Nel novembre 2003, come si ricorderà, apparve online 1 Night In Paris, ovvero un video porno in cui la nostra incrociava le carni con l'allora fidanzato Rick Salomon. Avvenne poco prima della messa in onda di The Simple Life. Coincidenza? Paris si è sempre definita vittima inconsapevole di Rick. Ne ha riparlato un anno fa in un'intervista a Piers Morgan alla Cnn, dicendo: «È la cosa più umiliante che mi sia mai capitata, ha cambiato la mia vita, non potrò mai cancellarlo e mi domando come potrò mai spiegarlo, in futuro, ai miei figli». Intanto, però, da quello scandalo e dal contenzioso legale con Salomon, Paris ha portato a casa 400 mila dollari di risarcimento che sarebbero poi stati destinati in beneficenza. Non solo: sta di fatto che anche l'ignominioso 1 Night In Paris (ancora acquistabile su siti porno) è stato il prototipo di un genere. Anche Belén, per dire, è venuta dopo, molto dopo.

Di Paris Hilton ci pare di sapere tutto, ma non sappiamo niente. Fermata più volte per guida in stato di ubriachezza, detenzione di droghe e violazione degli arresti domiciliari, la sua vita privata resta un mistero. D'accordo: si droga, beve, cambia fidanzati di continuo. Ma perché? Disperata o annoiata? O forse è solo scema?
Le recenti dichiarazioni sui gay arrapati non depongono a favore della sua intelligenza, a meno che si scopra che siano state studiate per finire sui giornali (e poi rifinirci, con la smentita immediata) perché, in quel caso, Paris sarebbe terribilmente disperata.

Certamente, tutto dimostra che la sua stella si sta appannando. Del resto, non sono più tempi da ereditiere in jet privato. La festa è finita e il Nulla è difficile da piazzare su mercati già parecchio stagnanti. Quante altre bibite in lattina dorata, quante altre linee di borsette con gli strass, può ancora tenere a battesimo Paris Hilton? Quanta irritazione è ancora in grado di scatenare?

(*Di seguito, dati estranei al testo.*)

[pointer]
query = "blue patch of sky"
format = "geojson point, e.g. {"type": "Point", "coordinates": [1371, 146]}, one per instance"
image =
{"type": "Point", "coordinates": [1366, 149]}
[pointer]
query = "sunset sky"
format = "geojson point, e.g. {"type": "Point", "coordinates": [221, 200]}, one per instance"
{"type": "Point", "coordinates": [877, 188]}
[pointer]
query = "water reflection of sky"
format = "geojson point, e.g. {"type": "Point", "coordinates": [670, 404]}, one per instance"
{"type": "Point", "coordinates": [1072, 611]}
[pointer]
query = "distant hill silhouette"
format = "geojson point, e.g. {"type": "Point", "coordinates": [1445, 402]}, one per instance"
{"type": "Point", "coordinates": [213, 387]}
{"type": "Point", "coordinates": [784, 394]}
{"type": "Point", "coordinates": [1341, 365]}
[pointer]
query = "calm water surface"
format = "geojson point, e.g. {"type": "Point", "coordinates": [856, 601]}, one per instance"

Il ciclo è concluso, detestare (o adorare) Paris Hilton è uno sport passato di moda.
Eppure, fino al 2007, bastava il suo nome per far salire il sangue alla testa dei commentatori. È nota la vicenda della conduttrice televisiva Mika Brzezinski che, in diretta sulla rete Msnbc, si rifiutò di dare lettura dell'ennesima notizia riguardante Paris Hilton. Prese il foglio e cercò di dargli fuoco.

Spiace dirlo, cara Mika Brzezinski, ma il destino di Paris non è stato influenzato dalle persone come lei, da chi la considerava simbolo dell'abisso della decadenza dell'Occidente. Il destino (la fine, probabilmente) di Paris lo stanno decidendo gli stessi che un giorno la amavano e che oggi le voltano le spalle. La noia è ben più forte dell'indignazione.